Israel, which lost 23 soldiers in the battle, says about 50 Palestinians died, most of them gunmen.
So far, 48 Palestinian bodies have been recovered, according to the Jenin hospital. The toll has not risen in recent days, though more bodies may be buried under buildings that were flattened by Israeli bulldozers during the fighting.
Israel pushed for military and anti-terrorism experts to be included on the team, without success. U.N. Secretary-General Kofi Annan has included retired U.S. Maj. Gen. William Nash as a military adviser, but not as a full member of the team, which is headed by former Finnish president Martti Athisaari.
While Israel originally agreed to cooperate with the team, it has expressed concern that its composition and agenda are intended from the outset to find fault with Israel.
"Israel won't sit in the place of the accused," Peres said. "Israel will sit in the place of the accuser. This is an attempt to place baseless blame, almost a blood libel, on Israel."

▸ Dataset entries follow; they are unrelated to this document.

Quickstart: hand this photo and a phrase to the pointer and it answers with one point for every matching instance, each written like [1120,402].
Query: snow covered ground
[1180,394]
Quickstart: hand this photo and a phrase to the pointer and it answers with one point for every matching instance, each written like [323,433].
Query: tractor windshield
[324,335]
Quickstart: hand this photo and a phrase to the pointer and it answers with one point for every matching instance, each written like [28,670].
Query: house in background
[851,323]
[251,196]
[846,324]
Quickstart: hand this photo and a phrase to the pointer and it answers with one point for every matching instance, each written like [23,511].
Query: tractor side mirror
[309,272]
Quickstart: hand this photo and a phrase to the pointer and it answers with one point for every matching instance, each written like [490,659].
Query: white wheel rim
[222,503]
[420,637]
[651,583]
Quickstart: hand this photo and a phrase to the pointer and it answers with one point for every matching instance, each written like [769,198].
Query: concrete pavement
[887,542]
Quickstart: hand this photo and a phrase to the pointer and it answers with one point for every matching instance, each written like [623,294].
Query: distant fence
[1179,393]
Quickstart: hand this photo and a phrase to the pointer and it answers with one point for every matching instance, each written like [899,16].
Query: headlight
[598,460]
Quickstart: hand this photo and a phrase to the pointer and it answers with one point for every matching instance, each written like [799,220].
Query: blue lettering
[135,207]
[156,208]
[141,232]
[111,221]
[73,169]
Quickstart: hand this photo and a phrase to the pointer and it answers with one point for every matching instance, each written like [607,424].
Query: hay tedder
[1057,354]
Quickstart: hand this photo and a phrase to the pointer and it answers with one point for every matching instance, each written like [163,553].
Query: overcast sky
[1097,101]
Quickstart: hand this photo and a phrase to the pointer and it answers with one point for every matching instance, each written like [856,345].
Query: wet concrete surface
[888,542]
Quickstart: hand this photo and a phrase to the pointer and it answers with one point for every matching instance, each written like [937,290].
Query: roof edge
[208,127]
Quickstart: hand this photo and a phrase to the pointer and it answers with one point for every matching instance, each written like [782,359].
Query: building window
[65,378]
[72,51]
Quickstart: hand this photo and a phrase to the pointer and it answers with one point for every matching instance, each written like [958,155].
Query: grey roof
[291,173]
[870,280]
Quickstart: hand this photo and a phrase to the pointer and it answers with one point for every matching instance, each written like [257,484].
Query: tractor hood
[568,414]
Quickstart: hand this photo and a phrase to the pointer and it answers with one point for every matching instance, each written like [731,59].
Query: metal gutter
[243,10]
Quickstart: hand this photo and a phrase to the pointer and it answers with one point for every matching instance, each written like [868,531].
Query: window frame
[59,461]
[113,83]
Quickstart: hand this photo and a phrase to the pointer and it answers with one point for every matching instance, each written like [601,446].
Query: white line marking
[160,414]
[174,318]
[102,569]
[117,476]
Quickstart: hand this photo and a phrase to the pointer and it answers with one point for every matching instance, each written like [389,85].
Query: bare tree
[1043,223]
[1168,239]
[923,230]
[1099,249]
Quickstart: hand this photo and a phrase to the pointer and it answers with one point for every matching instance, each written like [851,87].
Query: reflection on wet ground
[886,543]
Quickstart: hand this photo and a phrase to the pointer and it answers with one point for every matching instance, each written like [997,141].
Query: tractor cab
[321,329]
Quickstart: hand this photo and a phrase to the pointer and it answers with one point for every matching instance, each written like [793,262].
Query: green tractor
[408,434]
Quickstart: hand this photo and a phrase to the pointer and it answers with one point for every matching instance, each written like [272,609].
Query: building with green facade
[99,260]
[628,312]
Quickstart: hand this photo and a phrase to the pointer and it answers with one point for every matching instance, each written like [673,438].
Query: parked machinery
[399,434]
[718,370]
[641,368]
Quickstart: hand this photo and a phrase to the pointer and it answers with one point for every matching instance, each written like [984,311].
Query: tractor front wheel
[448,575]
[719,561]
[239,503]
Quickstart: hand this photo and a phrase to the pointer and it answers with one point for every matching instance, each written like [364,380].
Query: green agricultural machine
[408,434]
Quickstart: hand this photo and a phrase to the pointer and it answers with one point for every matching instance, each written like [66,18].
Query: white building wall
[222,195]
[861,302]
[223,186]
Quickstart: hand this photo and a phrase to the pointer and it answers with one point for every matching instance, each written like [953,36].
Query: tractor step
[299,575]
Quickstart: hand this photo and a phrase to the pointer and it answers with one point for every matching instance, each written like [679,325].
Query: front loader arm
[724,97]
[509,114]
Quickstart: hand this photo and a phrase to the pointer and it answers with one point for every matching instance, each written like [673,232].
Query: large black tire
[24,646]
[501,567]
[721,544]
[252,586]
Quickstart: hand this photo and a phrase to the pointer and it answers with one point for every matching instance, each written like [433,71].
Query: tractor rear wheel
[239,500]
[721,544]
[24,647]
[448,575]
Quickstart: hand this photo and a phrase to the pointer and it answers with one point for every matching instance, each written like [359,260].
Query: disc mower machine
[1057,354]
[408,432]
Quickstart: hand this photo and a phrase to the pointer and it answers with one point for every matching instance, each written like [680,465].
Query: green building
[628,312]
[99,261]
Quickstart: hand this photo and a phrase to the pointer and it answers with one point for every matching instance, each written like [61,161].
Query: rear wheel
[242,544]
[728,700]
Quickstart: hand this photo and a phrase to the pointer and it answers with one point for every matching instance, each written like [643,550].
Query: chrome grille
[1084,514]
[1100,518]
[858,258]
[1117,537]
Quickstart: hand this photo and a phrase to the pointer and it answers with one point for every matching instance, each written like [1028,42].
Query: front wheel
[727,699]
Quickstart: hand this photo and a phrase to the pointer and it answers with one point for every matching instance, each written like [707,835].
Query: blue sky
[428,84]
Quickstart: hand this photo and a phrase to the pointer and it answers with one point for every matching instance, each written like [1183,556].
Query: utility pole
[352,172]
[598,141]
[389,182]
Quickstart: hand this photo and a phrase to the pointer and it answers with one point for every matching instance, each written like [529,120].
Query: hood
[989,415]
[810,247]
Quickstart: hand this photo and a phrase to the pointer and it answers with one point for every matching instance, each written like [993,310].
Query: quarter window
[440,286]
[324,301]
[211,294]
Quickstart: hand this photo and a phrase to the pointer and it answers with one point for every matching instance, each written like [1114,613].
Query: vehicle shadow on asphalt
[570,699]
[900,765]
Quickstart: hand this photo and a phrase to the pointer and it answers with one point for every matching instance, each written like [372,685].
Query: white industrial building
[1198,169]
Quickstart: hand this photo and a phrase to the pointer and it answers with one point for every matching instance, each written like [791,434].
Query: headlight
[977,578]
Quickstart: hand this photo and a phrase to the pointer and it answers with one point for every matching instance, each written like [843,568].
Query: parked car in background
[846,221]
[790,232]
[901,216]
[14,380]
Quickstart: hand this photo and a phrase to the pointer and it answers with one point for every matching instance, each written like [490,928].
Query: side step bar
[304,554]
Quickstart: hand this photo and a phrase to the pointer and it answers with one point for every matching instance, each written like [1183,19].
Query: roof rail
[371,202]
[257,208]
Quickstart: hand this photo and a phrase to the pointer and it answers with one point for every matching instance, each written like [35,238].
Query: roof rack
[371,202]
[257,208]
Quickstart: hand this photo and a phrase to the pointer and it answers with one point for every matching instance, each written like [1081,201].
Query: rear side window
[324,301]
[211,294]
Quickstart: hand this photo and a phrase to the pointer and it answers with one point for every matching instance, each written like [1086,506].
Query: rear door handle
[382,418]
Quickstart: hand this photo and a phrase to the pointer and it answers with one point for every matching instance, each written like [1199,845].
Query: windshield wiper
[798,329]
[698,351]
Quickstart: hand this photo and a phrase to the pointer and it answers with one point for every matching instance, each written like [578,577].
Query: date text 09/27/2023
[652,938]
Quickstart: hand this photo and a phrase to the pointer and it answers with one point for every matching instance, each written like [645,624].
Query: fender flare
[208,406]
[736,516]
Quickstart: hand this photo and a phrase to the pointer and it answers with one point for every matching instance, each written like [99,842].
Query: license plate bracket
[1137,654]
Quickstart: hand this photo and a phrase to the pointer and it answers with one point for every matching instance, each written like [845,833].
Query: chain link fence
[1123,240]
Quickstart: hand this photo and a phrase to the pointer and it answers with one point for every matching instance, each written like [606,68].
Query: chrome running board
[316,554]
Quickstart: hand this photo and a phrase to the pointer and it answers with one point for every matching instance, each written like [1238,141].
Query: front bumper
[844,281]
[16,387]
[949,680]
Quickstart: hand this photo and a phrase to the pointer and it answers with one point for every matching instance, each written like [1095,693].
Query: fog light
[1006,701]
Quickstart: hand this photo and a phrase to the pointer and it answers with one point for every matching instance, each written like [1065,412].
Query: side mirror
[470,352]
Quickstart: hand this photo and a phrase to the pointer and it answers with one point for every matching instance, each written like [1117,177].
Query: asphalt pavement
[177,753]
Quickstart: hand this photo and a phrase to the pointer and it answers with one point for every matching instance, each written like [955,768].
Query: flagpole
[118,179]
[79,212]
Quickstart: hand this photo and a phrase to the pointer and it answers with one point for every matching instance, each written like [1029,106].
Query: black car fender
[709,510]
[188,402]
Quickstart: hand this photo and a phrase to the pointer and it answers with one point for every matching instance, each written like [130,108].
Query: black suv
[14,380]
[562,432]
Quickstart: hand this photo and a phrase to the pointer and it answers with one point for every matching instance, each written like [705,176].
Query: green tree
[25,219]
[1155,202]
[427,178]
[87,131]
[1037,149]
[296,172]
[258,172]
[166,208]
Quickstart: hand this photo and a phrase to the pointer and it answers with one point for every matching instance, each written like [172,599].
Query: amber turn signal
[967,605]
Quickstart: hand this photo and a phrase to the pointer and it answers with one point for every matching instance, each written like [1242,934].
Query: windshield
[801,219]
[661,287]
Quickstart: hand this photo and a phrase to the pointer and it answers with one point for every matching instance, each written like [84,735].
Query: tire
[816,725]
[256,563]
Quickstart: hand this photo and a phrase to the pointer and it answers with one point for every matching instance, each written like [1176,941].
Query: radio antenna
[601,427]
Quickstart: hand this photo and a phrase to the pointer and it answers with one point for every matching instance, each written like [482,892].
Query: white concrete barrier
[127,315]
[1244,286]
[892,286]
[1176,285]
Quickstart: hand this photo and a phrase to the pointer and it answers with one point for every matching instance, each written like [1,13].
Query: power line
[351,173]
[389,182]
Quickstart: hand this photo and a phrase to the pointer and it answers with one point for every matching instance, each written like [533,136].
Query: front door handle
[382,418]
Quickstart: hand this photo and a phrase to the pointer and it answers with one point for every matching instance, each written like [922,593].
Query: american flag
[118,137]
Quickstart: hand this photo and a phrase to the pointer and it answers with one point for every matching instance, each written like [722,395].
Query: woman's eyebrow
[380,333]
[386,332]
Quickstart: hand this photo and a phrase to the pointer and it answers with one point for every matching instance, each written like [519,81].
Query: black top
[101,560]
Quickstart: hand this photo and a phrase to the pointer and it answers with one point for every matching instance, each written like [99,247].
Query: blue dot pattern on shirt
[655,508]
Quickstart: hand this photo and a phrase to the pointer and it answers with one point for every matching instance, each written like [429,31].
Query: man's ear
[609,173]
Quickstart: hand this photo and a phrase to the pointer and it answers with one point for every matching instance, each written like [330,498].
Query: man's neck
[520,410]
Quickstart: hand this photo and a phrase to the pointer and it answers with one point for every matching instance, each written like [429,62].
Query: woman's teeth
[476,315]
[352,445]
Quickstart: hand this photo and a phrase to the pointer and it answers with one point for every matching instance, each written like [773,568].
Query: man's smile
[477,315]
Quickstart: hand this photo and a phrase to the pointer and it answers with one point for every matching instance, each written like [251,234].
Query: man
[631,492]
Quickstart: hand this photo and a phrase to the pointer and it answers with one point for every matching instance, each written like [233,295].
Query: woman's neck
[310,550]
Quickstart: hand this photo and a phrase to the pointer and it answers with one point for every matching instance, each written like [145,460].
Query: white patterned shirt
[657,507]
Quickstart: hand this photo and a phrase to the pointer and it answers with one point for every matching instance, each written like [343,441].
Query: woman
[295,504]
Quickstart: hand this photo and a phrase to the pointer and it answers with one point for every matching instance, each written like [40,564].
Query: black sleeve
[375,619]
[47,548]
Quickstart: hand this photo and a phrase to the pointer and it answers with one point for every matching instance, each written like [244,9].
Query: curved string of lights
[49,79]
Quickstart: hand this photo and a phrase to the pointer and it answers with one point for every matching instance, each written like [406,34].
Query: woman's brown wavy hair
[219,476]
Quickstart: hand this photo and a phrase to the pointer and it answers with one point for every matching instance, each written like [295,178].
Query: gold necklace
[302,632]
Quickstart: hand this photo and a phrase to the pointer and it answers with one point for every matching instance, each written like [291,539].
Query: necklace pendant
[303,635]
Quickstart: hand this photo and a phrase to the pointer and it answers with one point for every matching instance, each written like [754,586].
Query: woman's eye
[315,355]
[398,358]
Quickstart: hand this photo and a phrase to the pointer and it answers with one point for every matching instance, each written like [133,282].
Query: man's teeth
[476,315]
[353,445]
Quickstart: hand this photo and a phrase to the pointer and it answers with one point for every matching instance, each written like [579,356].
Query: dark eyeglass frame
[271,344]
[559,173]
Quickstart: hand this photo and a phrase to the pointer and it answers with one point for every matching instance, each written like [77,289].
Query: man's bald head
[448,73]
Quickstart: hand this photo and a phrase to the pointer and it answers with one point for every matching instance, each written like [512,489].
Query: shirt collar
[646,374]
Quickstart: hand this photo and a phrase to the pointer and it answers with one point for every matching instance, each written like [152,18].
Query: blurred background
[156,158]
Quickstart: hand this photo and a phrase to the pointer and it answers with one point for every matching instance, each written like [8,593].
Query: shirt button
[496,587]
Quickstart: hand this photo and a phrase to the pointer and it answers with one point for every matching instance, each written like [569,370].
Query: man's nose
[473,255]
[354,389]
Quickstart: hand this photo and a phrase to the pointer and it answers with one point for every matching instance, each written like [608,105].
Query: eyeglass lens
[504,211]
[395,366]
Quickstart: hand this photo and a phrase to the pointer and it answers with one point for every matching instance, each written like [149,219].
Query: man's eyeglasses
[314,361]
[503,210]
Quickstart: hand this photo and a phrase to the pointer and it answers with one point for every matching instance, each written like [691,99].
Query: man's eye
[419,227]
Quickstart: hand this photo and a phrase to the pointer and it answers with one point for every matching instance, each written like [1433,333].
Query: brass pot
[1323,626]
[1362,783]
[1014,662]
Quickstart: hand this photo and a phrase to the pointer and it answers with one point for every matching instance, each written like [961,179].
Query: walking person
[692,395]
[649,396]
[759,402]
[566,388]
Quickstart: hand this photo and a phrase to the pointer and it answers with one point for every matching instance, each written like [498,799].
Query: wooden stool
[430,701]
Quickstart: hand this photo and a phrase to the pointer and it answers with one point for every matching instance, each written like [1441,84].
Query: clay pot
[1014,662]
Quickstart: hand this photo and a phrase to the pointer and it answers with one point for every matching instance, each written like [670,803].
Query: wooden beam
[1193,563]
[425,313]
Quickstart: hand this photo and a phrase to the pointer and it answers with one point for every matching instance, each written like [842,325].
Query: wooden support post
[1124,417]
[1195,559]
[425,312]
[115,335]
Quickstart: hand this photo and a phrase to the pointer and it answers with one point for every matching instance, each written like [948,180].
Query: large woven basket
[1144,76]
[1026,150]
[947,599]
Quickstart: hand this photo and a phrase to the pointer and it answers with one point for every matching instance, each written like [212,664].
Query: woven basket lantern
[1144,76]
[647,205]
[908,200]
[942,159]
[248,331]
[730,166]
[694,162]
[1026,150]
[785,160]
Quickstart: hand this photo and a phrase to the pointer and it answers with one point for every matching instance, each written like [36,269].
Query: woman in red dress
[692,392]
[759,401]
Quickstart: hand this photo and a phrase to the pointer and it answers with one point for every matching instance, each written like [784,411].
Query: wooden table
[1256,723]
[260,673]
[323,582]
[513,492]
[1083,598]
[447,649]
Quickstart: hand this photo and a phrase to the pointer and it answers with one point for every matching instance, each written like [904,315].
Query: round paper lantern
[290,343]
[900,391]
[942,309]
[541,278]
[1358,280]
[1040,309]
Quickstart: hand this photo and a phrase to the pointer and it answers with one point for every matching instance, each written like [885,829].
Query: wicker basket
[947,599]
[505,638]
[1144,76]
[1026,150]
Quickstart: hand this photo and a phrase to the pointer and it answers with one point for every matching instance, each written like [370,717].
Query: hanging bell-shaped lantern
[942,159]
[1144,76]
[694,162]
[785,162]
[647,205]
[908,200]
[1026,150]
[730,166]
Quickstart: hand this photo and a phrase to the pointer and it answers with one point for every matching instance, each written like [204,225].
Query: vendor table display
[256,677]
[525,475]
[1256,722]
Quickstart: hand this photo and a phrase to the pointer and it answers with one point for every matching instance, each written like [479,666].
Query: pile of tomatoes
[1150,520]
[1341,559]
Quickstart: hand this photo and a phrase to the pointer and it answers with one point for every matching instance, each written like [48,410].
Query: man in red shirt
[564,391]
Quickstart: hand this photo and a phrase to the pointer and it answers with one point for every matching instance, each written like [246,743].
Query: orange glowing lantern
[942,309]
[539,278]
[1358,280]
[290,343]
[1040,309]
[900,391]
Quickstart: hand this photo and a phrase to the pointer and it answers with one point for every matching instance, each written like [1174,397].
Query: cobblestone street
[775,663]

If Israel decides not to cooperate with the team, the members will be regarded as "welcome tourists," said Zalman Shoval, a Sharon adviser. Israel could also prevent the commission from entering the camp if it wanted, he added.
Palestinian Cabinet minister Hassan Asfour said the United Nations should "not to comply with the Israeli stalling tactics and to send the fact-finding team to the occupied Palestinian territories promptly."
The main sticking points are Israel's request that it be allowed to decide which Israelis will testify, and that the team will not investigate Israel's military operations beyond the events in the Jenin refugee camp, Peres said.
Israeli forces entered Palestinian cities in the West Bank on March 29 following a string of suicide bombings in Israel. The incursion lasted more than three weeks and involved heavy fighting in several areas, and arrest sweeps that have taken more than 1,500 Palestinians into custody.
Israel has pulled its troops out of the cities except for Ramallah, where the soldiers surround Arafat's offices, and in Bethlehem, where Palestinian gunmen have been holed up inside the Church of the Nativity since April 2, with Israeli troops encircling the shine. Up to now, Israel has been demanding that the gunmen surrender to Israel or accept deportation. The Palestinians have proposed that they be transported to the Gaza Strip.
Israeli and Palestinian officials met Sunday in Bethlehem and planned another session later, the Israeli military said. A statement said several new ideas were raised and the talks were adjourned for consultations. No details were given.
Since the Israeli incursions into the West Bank, attacks against Israeli targets have declined, but not stopped.
No Israeli civilians had been killed for two weeks until a shooting Saturday in which Palestinian gunmen burst into the homes in a Jewish settlement and killed four people, including a 5-year-old girl. Seven people were wounded in the attack in Adora, a small settlement near the West Bank town of Hebron. The militant Hamas claimed responsibility in a statement issued Sunday.
Also, a Palestinian was shot and killed by Israeli troops Sunday near an army checkpoint outside Hebron, Palestinian security officials and witnesses said. The army did not immediately comment.